About 1 in every 250 young people has a heart disorder that has some potential for causing sudden cardiac arrest, Drezner said. Even when an electrocardiogram (EKG) test indicates there might be a problem, it doesn’t mean you have a heart condition, he said.
If follow-up tests identify a problem, the treatment may include medication, surgery and, in some cases, modifying physical activity, Drezner said.
Once a community experiences a loss like that of Matthew Truax, it’s going to be on the minds of parents, he said. “You’ll be nervous about it. I don’t want to scare people into thinking that this is reason for their son or daughter not to participate in sports.”
But for specific groups, such as competitive athletes, he and other physicians recommend an EKG screening before they participate. The tests will soon be offered to the public for $50 at the new Sports Medicine Center at Husky Stadium.
Melinda and Jerry Truax say their son had no prior symptoms of heart problems. In fact, he participated in a 90-minute soccer practice the day before he died.
They hope that Matthew’s death will save another’s life.

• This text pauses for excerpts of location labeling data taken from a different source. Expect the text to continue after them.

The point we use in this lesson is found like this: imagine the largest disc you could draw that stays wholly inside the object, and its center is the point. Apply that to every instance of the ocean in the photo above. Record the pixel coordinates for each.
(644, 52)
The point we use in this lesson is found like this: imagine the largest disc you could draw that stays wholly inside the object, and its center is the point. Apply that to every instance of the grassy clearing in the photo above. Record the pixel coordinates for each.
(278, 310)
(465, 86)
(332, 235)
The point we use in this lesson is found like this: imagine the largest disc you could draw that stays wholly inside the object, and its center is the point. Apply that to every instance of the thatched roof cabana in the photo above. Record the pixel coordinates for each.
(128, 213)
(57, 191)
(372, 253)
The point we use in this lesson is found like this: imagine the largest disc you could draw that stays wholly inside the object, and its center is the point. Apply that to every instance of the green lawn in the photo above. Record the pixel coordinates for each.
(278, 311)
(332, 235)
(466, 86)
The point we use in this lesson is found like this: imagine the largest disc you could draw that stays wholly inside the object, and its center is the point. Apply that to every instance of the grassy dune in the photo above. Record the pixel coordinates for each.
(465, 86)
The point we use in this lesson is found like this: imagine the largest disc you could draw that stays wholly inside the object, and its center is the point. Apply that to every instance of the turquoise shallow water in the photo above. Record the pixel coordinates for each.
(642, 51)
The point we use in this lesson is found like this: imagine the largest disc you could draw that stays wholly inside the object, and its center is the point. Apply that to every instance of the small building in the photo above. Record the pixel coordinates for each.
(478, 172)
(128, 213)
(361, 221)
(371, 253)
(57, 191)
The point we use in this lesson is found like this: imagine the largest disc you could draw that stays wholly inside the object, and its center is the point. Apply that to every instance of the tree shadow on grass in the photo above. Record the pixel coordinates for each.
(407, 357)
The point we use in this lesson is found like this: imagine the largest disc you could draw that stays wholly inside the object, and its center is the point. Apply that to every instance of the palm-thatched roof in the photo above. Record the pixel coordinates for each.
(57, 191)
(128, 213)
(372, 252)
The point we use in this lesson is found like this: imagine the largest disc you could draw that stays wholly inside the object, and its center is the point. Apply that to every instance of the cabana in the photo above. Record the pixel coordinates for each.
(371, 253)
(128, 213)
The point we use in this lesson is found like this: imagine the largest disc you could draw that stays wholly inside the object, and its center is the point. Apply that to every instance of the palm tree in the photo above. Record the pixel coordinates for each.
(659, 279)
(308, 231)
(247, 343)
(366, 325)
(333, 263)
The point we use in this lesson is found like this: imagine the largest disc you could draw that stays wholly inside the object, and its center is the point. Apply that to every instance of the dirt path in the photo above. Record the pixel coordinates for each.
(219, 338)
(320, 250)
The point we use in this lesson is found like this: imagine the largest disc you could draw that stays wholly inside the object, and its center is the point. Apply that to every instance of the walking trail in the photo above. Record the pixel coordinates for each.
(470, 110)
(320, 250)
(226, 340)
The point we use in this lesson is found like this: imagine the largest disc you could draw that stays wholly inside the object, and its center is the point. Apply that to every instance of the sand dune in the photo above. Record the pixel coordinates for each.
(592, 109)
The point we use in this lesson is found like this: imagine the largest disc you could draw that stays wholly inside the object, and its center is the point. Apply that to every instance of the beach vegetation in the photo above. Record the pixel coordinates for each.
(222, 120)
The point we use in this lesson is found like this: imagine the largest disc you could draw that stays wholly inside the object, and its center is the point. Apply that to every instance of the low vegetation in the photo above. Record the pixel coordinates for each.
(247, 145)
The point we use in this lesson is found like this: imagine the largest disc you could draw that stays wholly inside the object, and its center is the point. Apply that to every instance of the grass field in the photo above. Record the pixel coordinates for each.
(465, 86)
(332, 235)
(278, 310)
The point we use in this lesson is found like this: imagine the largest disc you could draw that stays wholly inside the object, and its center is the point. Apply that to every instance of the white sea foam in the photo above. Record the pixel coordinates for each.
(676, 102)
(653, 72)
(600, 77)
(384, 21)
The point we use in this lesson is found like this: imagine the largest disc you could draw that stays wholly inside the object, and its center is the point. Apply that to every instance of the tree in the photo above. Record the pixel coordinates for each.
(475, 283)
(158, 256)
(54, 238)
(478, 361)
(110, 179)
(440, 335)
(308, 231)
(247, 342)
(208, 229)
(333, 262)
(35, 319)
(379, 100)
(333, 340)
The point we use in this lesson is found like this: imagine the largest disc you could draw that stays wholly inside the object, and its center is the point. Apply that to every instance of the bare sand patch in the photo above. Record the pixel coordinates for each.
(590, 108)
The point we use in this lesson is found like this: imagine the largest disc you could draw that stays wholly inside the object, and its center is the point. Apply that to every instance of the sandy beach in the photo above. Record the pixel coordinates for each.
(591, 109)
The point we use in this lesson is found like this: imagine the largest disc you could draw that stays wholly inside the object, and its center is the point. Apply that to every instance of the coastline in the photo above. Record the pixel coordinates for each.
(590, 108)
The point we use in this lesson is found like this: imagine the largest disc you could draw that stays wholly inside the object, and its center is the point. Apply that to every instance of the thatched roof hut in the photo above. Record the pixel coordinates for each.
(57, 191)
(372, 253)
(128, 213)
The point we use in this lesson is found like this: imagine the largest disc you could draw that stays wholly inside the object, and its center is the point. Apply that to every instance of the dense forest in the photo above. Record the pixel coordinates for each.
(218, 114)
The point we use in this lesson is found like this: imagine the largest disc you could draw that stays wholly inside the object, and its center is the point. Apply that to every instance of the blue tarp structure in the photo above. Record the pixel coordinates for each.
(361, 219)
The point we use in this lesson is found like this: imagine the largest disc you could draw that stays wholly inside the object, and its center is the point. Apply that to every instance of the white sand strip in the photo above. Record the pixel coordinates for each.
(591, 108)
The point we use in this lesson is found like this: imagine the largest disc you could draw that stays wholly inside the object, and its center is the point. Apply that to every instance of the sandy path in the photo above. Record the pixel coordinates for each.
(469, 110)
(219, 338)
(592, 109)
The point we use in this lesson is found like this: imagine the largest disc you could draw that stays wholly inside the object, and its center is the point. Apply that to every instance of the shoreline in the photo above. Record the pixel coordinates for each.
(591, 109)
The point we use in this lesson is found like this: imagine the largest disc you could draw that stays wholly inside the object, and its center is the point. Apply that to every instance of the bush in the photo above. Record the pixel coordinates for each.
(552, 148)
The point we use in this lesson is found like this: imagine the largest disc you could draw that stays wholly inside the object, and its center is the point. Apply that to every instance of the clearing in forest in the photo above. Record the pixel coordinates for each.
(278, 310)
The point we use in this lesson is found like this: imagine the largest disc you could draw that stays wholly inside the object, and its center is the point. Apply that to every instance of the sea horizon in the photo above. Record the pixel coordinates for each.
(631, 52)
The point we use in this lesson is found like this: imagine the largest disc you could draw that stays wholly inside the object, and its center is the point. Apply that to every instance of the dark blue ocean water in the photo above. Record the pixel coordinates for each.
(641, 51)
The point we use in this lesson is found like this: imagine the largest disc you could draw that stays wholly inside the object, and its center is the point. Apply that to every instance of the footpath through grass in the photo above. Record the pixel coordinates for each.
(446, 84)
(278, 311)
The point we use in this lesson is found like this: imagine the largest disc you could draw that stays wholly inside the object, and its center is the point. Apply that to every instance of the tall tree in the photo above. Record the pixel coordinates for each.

“If Matthew had an EKG two years ago during his sports physical, I truly believe he’d be alive today,” his mother said.
“We’ll probably spend the rest of our lives talking about sudden cardiac arrest and doing everything we can to save another parent from having to go through this. There are thousands of parents out there, just like us, who think they have this perfectly healthy child.”
Sharon Salyer: 425-339-3486 or firstname.lastname@example.org.
Who should have an EKG?
EKGs are strongly recommended for:
•Anyone with a family member with cardiomyopathy or other hereditary cardiac disorder.
Anyone with a family member who suffered sudden cardiac arrest or death before age 40.
Anyone with potential cardiovascular symptoms, such as chest pain or passing out with exercise.
Teen boys, 14 years or older who are basketball players, the highest risk group of athletes.
The tests also recommended for:
•Male high school athletes of any sport.
All male and female college athletes.
They may be considered for:
•Female high school athletes.
Any student, active or inactive, who is interested in being screened.